Saturday, August 6, 2011

A View From Abroad

A Der Spiegel editorial questions what similiarities exist between Europe and the U.S. (via nc links):
America has changed. It has drifted away from the West.
The country's social disintegration is breathtaking. Nobel economist Joseph Stiglitz recently described the phenomenon. The richest 1 percent of Americans claim one-quarter of the country's total income for themselves -- 25 years ago that figure was 12 percent. It also possesses 40 percent of total wealth, up from 33 percent 25 years ago. Stiglitz claims that in many countries in the so-called Third World, the income gap between the poor and rich has been reduced. In the United States, it has grown.

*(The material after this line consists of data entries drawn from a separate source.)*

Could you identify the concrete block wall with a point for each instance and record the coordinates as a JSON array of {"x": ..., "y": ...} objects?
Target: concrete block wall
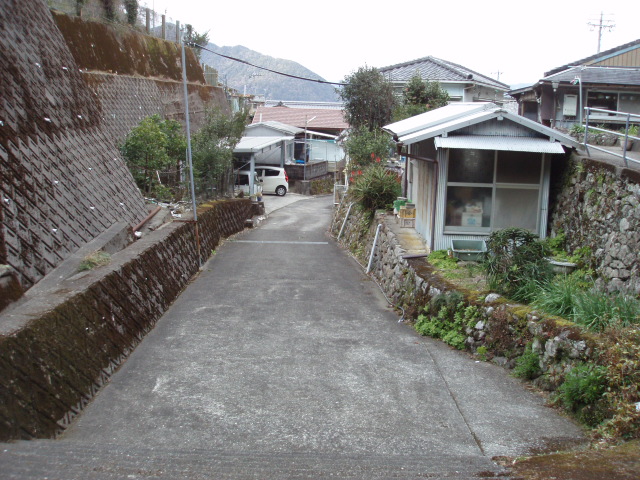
[
  {"x": 62, "y": 180},
  {"x": 72, "y": 90},
  {"x": 58, "y": 349}
]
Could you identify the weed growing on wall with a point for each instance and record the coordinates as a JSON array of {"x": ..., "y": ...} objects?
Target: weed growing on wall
[
  {"x": 450, "y": 321},
  {"x": 582, "y": 393},
  {"x": 516, "y": 264},
  {"x": 95, "y": 259},
  {"x": 527, "y": 365},
  {"x": 622, "y": 360}
]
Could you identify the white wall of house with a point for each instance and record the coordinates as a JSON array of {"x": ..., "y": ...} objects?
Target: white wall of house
[{"x": 321, "y": 150}]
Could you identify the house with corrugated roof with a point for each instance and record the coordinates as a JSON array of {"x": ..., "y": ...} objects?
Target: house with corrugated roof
[
  {"x": 323, "y": 120},
  {"x": 319, "y": 128},
  {"x": 461, "y": 83},
  {"x": 281, "y": 140},
  {"x": 609, "y": 80},
  {"x": 473, "y": 168}
]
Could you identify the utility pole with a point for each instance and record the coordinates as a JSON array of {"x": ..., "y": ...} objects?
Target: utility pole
[{"x": 602, "y": 24}]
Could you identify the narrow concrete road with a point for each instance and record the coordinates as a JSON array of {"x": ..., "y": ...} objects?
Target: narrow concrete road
[{"x": 282, "y": 360}]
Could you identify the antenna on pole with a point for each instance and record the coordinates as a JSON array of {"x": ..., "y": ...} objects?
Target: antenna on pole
[{"x": 601, "y": 25}]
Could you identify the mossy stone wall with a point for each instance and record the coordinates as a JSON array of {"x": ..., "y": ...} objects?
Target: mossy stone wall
[{"x": 56, "y": 353}]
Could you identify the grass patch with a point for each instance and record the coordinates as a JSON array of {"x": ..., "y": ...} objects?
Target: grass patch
[{"x": 95, "y": 259}]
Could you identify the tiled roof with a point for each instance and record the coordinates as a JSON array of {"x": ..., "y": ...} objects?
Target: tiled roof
[
  {"x": 596, "y": 57},
  {"x": 304, "y": 104},
  {"x": 279, "y": 126},
  {"x": 435, "y": 69},
  {"x": 298, "y": 117}
]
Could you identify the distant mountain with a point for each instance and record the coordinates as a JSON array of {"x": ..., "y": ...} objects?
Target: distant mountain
[{"x": 245, "y": 78}]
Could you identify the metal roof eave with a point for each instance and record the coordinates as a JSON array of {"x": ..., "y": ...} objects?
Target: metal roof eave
[
  {"x": 257, "y": 144},
  {"x": 445, "y": 128},
  {"x": 447, "y": 114},
  {"x": 501, "y": 143},
  {"x": 479, "y": 117}
]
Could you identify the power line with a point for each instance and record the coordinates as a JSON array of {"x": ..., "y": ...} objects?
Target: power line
[
  {"x": 191, "y": 44},
  {"x": 603, "y": 24}
]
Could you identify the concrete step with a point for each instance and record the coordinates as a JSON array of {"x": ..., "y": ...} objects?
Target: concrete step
[{"x": 63, "y": 460}]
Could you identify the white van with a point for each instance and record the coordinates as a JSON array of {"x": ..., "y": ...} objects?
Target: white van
[{"x": 273, "y": 179}]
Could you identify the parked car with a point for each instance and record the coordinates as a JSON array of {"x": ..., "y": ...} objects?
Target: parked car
[
  {"x": 242, "y": 182},
  {"x": 272, "y": 179}
]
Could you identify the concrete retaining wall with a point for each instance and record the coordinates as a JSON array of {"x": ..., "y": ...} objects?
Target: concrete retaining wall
[{"x": 57, "y": 349}]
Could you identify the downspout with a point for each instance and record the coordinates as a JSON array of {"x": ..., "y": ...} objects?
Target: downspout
[
  {"x": 435, "y": 193},
  {"x": 373, "y": 248},
  {"x": 345, "y": 220},
  {"x": 405, "y": 180}
]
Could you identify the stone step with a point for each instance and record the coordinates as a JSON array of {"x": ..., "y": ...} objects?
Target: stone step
[{"x": 70, "y": 461}]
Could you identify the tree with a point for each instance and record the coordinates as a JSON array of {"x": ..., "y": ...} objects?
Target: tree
[
  {"x": 420, "y": 96},
  {"x": 368, "y": 99},
  {"x": 366, "y": 146},
  {"x": 191, "y": 36},
  {"x": 212, "y": 149},
  {"x": 152, "y": 148}
]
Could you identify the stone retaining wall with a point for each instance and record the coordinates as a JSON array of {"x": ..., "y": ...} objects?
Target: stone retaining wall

Economist Paul Krugman, also a Nobel laureate, has written that America's path is leading it down the road to "banana-republic status." The social cynicism and societal indifference once associated primarily with the Third World has now become an American hallmark. This accelerates social decay because the greater the disparity grows, the less likely the rich will be willing to contribute to the common good. When a company like Apple, which with €76 billion in the bank has greater reserves at its disposal than the government in Washington, a European can only shake his head over the Republican resistance to tax increases. We see it as self-destructive.

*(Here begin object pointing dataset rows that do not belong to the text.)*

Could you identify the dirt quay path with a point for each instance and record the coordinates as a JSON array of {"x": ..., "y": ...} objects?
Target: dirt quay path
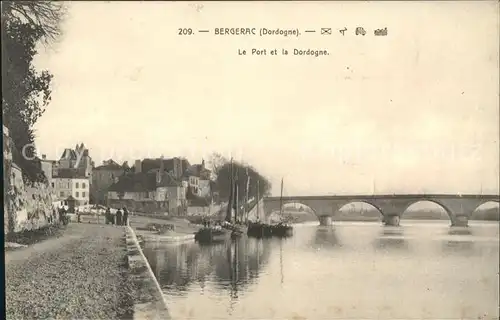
[{"x": 80, "y": 275}]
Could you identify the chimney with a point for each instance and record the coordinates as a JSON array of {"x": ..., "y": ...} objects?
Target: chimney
[
  {"x": 159, "y": 174},
  {"x": 162, "y": 165},
  {"x": 138, "y": 166}
]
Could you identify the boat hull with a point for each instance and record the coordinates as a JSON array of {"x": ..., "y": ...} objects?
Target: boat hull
[
  {"x": 282, "y": 231},
  {"x": 259, "y": 230},
  {"x": 208, "y": 235}
]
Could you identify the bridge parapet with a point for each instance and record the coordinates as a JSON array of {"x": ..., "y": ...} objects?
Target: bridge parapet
[{"x": 387, "y": 205}]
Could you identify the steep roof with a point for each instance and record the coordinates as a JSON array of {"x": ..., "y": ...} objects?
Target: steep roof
[
  {"x": 68, "y": 154},
  {"x": 70, "y": 173},
  {"x": 198, "y": 170},
  {"x": 109, "y": 165},
  {"x": 168, "y": 164}
]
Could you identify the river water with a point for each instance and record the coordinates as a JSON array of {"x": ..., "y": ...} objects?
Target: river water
[{"x": 350, "y": 271}]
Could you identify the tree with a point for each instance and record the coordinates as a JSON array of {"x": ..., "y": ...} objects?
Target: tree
[
  {"x": 223, "y": 181},
  {"x": 26, "y": 92},
  {"x": 216, "y": 162},
  {"x": 46, "y": 15}
]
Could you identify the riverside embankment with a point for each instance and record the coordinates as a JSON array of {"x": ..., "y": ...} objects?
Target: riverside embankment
[
  {"x": 80, "y": 275},
  {"x": 89, "y": 271}
]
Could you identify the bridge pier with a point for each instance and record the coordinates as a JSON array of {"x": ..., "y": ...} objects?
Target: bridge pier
[
  {"x": 460, "y": 221},
  {"x": 325, "y": 220},
  {"x": 391, "y": 220}
]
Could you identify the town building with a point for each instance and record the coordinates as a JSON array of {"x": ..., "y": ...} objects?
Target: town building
[
  {"x": 103, "y": 177},
  {"x": 197, "y": 177},
  {"x": 47, "y": 167},
  {"x": 154, "y": 191},
  {"x": 71, "y": 182},
  {"x": 77, "y": 158}
]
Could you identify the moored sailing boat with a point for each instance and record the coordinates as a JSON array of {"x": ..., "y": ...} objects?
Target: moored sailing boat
[
  {"x": 210, "y": 234},
  {"x": 258, "y": 229}
]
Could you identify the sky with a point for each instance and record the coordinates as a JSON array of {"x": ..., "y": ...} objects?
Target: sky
[{"x": 415, "y": 111}]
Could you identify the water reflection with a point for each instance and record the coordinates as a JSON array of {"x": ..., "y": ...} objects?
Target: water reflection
[
  {"x": 231, "y": 266},
  {"x": 391, "y": 238},
  {"x": 326, "y": 237}
]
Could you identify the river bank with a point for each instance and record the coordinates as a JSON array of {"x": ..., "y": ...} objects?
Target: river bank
[{"x": 81, "y": 274}]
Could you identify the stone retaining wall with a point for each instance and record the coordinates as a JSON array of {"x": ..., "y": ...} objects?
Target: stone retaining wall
[
  {"x": 149, "y": 302},
  {"x": 26, "y": 207}
]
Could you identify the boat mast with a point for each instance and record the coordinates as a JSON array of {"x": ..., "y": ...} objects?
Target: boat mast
[
  {"x": 236, "y": 195},
  {"x": 258, "y": 201},
  {"x": 281, "y": 200},
  {"x": 231, "y": 191},
  {"x": 246, "y": 195}
]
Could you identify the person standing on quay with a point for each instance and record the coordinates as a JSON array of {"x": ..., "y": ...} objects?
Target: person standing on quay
[
  {"x": 125, "y": 216},
  {"x": 119, "y": 217}
]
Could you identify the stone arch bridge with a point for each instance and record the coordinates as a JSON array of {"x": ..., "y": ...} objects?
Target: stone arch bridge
[{"x": 391, "y": 207}]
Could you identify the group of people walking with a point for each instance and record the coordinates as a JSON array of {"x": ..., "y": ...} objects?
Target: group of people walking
[{"x": 120, "y": 218}]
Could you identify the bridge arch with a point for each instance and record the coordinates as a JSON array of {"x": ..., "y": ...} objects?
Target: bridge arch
[
  {"x": 429, "y": 213},
  {"x": 441, "y": 205},
  {"x": 488, "y": 210},
  {"x": 354, "y": 212},
  {"x": 294, "y": 208}
]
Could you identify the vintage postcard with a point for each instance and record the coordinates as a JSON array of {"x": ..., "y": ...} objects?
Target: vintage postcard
[{"x": 251, "y": 160}]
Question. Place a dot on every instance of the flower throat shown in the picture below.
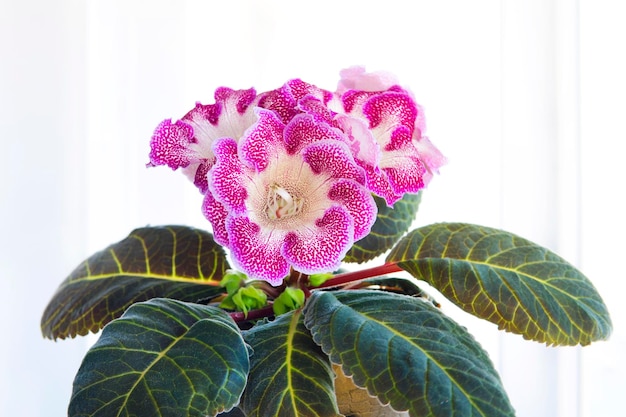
(281, 204)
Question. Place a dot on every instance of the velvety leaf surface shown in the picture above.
(508, 280)
(391, 223)
(407, 353)
(163, 358)
(169, 261)
(289, 375)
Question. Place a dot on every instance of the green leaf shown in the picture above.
(170, 261)
(289, 374)
(398, 286)
(407, 353)
(391, 223)
(163, 358)
(288, 300)
(498, 276)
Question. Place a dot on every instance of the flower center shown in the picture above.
(281, 204)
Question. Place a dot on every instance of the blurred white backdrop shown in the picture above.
(524, 98)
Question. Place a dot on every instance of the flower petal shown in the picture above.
(226, 180)
(256, 253)
(334, 159)
(172, 144)
(356, 78)
(262, 140)
(323, 247)
(305, 129)
(359, 202)
(216, 214)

The same applies to America's broken political culture. The name "United States" seems increasingly less appropriate. Something has become routine in American political culture that has been absent in Germany since Willy Brandt's Ostpolitik policies of rapprochement with East Germany and the Soviet Bloc (in the 1960s and '70s): hate. At the same time, reason has been replaced by delusion. The notion of tax cuts has taken on a cult-like status, and the limited role of the state a leading ideology. In this new American civil war, respect for the country's highest office was sacrificed long ago. The fact that Barack Obama is the country's first African-American president may have played a role there, too.

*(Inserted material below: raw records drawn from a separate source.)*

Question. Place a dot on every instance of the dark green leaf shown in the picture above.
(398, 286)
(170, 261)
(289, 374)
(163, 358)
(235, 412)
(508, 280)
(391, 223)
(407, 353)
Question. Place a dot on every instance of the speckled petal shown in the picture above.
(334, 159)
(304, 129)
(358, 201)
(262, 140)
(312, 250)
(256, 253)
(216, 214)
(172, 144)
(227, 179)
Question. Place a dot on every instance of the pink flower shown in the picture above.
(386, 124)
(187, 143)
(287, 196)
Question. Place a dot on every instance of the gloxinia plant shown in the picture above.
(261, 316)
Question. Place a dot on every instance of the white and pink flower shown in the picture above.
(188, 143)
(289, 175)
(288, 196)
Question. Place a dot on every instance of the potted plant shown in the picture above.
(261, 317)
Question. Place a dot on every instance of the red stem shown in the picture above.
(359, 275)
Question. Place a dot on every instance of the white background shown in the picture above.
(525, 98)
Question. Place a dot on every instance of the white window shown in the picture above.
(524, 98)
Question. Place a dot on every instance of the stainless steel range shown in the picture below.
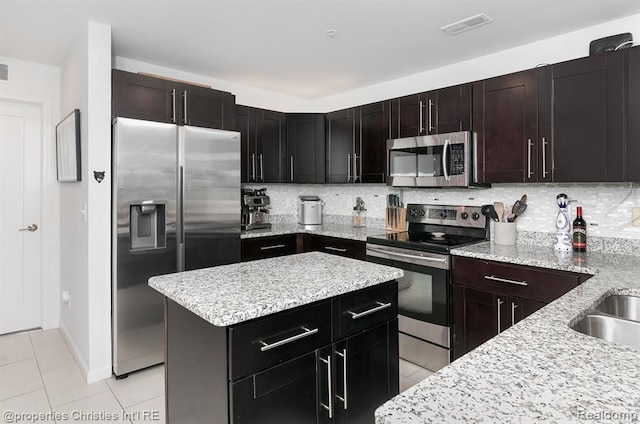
(424, 293)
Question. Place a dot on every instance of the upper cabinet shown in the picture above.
(505, 120)
(304, 159)
(155, 99)
(632, 170)
(588, 118)
(263, 142)
(434, 112)
(356, 144)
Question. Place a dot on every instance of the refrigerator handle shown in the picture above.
(180, 223)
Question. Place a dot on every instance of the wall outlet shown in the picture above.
(635, 217)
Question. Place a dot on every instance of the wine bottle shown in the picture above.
(579, 232)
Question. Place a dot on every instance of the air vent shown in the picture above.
(467, 24)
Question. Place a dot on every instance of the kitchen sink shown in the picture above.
(627, 307)
(610, 328)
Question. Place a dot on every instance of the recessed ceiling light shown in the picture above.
(467, 24)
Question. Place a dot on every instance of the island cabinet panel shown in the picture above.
(489, 297)
(288, 367)
(268, 247)
(155, 99)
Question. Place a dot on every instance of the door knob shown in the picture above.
(31, 228)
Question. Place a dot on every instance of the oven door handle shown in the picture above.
(404, 255)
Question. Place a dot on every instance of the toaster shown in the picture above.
(309, 210)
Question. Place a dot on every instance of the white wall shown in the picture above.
(86, 206)
(563, 47)
(40, 84)
(606, 207)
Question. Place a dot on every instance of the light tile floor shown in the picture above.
(38, 375)
(411, 374)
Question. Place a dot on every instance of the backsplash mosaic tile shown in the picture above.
(606, 206)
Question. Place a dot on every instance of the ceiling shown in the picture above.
(282, 45)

There are a lot of good points in here.  We are definitely having difficulty in this country agreeing about what is the path we should take to improve our current condition.  It is interesting hearing an opinion from outside of the country, but I'm afraid the message won't make much of an impact here.  Nothing riles up an American like hearing a foreigner criticize us.  That's one of the reasons we have so many problems.   Belief in American Exceptionalism is pretty standard in many parts of the country, and admitting that we might not be the best at something is unacceptable to many folks.  I hate to tell them, but we aren't the best at very many things these days, other than being fat and wasting too much fossil fuel-based energy in our lives.  It isn't a good place for us to be, and the upcoming Republican campaign for president will highlight that effectively.